おもいでにかわるまで
水樹は先生の部屋まで教材を運びに行き、それから明人は5年生の教室に移動して堀田の席の前に座った。

「明人お前学校来すぎじゃね?目を覚ませ。」

「は?来て悪いのかよ。」

5年生の教室内にはクラブの始まりを待っている学生と、帰ろうとしている学生と、それから男女数人で話しながらレポートを書いている勇利がいた。

そして教材を先生の部屋まで運びに行った水樹の方は、明人の事について考えていた。その話し掛けるなの雰囲気が怖くて、水樹は今日も明人に話し掛ける事が出来なかった。

実は明人の留年に関しては、もう3月からクラスの皆も知っていて、そしてそれとは別に勇利からも直接聞いていたのだった。

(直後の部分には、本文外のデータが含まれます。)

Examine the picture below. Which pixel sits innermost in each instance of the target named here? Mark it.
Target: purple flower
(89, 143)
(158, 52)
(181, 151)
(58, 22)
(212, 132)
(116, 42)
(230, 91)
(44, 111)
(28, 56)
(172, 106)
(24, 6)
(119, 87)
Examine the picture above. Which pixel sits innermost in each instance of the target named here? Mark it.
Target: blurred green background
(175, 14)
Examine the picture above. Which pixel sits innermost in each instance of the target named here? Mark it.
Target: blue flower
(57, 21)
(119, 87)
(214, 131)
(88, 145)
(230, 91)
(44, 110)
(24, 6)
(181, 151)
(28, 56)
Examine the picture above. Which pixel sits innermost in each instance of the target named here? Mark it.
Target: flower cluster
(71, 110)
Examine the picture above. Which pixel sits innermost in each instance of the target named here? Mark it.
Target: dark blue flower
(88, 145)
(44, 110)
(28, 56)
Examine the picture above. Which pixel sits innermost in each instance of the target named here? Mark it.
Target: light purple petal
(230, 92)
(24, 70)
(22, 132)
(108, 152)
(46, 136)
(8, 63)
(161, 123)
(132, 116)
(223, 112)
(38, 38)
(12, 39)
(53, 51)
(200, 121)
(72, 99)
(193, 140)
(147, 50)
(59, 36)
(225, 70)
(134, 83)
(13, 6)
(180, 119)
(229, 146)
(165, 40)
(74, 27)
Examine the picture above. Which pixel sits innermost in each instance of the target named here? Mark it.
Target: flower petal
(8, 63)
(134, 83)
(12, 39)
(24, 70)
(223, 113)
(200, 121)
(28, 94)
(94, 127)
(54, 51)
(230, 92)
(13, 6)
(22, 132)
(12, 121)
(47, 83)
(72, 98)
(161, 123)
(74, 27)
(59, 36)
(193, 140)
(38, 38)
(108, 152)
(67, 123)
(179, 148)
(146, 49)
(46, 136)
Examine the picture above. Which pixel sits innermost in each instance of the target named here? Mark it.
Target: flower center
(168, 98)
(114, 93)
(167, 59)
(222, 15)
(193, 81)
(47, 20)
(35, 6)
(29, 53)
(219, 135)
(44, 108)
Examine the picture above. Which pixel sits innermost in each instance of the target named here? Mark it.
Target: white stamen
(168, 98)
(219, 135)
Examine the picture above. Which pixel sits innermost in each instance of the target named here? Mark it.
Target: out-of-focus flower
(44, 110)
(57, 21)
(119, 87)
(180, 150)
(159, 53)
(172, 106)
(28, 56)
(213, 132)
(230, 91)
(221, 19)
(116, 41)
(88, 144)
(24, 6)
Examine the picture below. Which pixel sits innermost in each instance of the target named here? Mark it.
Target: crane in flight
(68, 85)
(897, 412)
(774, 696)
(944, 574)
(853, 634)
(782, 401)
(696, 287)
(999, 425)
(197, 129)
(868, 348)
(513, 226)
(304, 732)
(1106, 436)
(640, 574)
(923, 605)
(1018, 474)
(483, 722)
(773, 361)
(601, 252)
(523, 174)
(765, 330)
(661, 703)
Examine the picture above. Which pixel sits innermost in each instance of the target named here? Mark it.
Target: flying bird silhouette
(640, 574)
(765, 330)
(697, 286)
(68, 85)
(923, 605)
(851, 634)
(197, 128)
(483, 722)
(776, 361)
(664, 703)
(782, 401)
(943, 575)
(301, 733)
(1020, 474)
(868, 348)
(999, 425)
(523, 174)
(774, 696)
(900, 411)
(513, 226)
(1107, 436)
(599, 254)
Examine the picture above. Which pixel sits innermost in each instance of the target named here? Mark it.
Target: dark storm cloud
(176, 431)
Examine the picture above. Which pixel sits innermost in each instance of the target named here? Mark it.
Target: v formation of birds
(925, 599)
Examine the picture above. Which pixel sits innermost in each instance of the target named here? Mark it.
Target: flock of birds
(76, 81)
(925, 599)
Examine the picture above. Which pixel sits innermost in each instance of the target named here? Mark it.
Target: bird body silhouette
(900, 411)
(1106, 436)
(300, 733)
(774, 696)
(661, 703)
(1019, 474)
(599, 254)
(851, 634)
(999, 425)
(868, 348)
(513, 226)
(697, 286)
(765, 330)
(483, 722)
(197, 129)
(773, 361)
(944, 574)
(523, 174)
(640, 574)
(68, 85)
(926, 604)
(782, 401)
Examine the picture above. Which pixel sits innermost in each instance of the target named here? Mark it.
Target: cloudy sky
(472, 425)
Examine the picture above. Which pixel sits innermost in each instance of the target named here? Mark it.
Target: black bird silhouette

‘難しいかもだけど色々頼むよ。’と言われ、それに対して水樹も‘もちろんです。’と快諾したのは単純に、勇利に頼まれたからだけではなかった。あの2年前の食堂での出来事を水樹は忘れる事はない。水樹が勇利の元彼女の仁美と口論をした時に、明人は水樹をかばって濡れてくれた。

もし明人が少しでも馴染んでくれて、もう少し容易に話しかける事が出来るようになれば、明人は覚えていないかもしれないけれど、ちゃんとまだ言えずにいるお礼を必ず言うんだ、と水樹は新たに決め直した。

先生からの頼まれ事が終わると、また別のお使いを頼まれてしまった。

「この電池隣の教室の5年生の誰かに渡しといてくれる?」

「えっ?」

水樹は喜んだ。4年生と5年生の教室は隣同士ではあるけれど、5年生の方が奥にある為に前を通る機会がほぼ無いので、だから水樹が期待していたよりは廊下で勇利に会う回数が少なく残念に思っていた。

だから水樹はこの機会を喜び、元気良く先生に返事をして心も足も弾み気味に5年生の教室に向かったのだった。そして水樹が5年生の勇利の教室に着くと小さく深呼吸をし、自分に言い訳をした。

今日は本当に用事があるんだから来ても変じゃない。自然に、自然に・・・。と心の準備をしていたら、何故かまた勇利の方からやってきた。

どうしていつもばれているんだろう?と水樹は不思議でならなかった。